Remember: Your goals are your guide. Looking for short-term security? Consider saving. Looking for long-term gain? Think about investing. There is a place for both strategies in your financial plan.
Whether you're planning to travel, volunteer, or start a whole new career, retirement can be an opportunity to live your dreams. If you are looking for ways to maximize the money you are saving for retirement, start by investing in an individual retirement account (IRA). An IRA is a way to save for retirement that gives you tax benefits you wouldn't receive if you used a regular account. Tax benefits make the IRA an attractive investment option for workers. IRAs help investors build a strong retirement portfolio in addition to 401(k)s and other employer-sponsored plans. There are two basic types of IRAs: the Traditional IRA and the Roth IRA.
If you've ever "chipped in" for a pizza, a taxi ride, or a birthday gift, then you know the power of pooling your resources. When people pool their resources, they often have access to more than they would on their own.
With a mutual fund, many different investors pool their money to purchase a wide range of stocks, bonds, or money market securities. There is strength in numbers, and mutual funds give investors buying power. Stocks, bonds, or money market securities are purchased by a fund manager, who researches and makes choices about which investments to make.
Mutual funds help investors reduce their risk. Buying shares in a mutual fund gives investors the benefit of being diversified and not putting all of their eggs in one basket. Rather than investing in only one company's stock, the fund manager purchases many different types of investments. Being diversified can help reduce your risk. Of course, diversification cannot assure a profit or protect against loss in a declining market.
If you are new to investing, choosing your investments may seem like a particularly daunting task. A major advantage of deciding to invest in mutual funds is that you don't need to know everything about investing. Your major responsibility is to choose a fund whose investment objective and risk level are appropriate for you.
Investors who purchase stock are trading their money for a piece of ownership (or "equity") in a company. Stock is sold in units called shares. Share prices fluctuate based on supply and demand. When a company is highly profitable, more people want to own a piece of it. The more that people clamor for stock in a particular company, the more the share price increases. When fewer people are interested, the share price goes down.
Once an investor becomes a shareholder (or stockholder) in a company, the investor shares in the company's profits. Some companies pay dividends (a portion of their profits) to their shareholders. Shareholders can also experience profits when the value of the stock increases. Of course, share prices of even the best-managed, most profitable corporations are subject to market risk and fluctuate daily.
Stocks offer investors a way to participate in the long-term growth of the U.S. economy. Over time, stocks offer a higher level of return potential than other less volatile investments.

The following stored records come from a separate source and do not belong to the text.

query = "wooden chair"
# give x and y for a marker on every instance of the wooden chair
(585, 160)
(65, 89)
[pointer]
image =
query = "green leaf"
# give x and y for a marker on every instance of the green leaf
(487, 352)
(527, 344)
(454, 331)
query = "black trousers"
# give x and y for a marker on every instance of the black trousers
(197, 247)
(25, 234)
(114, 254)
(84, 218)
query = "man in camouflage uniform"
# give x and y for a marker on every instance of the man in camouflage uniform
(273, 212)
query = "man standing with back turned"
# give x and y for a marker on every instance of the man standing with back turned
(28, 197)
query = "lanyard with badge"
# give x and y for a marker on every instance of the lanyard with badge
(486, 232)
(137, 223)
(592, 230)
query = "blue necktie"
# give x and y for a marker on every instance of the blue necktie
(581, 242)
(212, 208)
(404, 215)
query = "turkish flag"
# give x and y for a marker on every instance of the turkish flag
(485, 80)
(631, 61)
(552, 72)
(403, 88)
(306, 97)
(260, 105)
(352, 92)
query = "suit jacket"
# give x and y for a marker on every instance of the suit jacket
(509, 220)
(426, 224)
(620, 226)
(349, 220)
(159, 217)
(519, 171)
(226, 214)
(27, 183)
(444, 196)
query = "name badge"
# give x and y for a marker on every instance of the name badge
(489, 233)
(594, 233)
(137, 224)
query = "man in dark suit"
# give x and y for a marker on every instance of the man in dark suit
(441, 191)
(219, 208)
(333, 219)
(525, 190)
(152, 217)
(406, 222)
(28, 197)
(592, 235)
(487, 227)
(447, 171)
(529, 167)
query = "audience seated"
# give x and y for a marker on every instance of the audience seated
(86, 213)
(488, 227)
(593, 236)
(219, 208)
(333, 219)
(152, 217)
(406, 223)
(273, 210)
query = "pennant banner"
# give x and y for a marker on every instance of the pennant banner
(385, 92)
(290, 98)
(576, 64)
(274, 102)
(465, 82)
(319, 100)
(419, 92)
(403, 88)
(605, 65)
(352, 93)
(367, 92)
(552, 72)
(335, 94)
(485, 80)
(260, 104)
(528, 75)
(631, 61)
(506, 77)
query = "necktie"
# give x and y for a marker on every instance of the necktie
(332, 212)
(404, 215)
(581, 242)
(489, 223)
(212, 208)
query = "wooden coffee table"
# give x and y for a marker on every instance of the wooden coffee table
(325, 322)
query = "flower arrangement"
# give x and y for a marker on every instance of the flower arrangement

When you purchase a bond, you become a lender, allowing a corporation or government agency to borrow your money for a specific period of time. In return, the agency pays back what you loaned them (your principal) plus interest. Bonds are known as fixed-income investments, because they earn interest at a specific rate over a predetermined period of time. When the bond "matures" the value is paid to the investor.
What distinguishes bonds from other short-term investments is the length of time the loan remains in effect. Treasury bills and other money market securities mature in a year or less. Bonds have longer-term maturities. Bond prices fluctuate with changes in interest rates, rising when interest rates fall and falling when interest rates rise. The longer the maturity of the bond or bond fund, the more the price will rise or fall in response to a given change in interest rates. Bond prices also respond to changes in creditworthiness of the issuer. Bonds of a company whose finances are deteriorating will probably fall in price as the risk of default (failing to meet required interest and principal payments) increases.
Remember how cheap a movie was when you were a kid? How about a slice of pizza or a stamp? If you remember a time when everyday items cost less than they do today, then you've experienced inflation.
Inflation is the rising costs of goods and services. Why is inflation important? With inflation, tomorrow's $100 bill won't buy as much as today's $100 bill. If inflation averages 3% each year for the next 30 years, $100 worth of groceries will cost almost $250. Does this sound unreal? Just ask one of your older relatives: "What did you pay more for: your first house or your latest car?"
So what can you do? Choose the right asset allocation strategy. Before you decide how to invest, consider your time frame and risk tolerance. Once you've determined how long you'll need to invest and how much fluctuation you can tolerate, you can begin to choose an asset allocation strategy. Your strategy will serve as a blueprint for investing, guiding your decisions about how much of your savings to invest in stocks, bonds, and money market securities.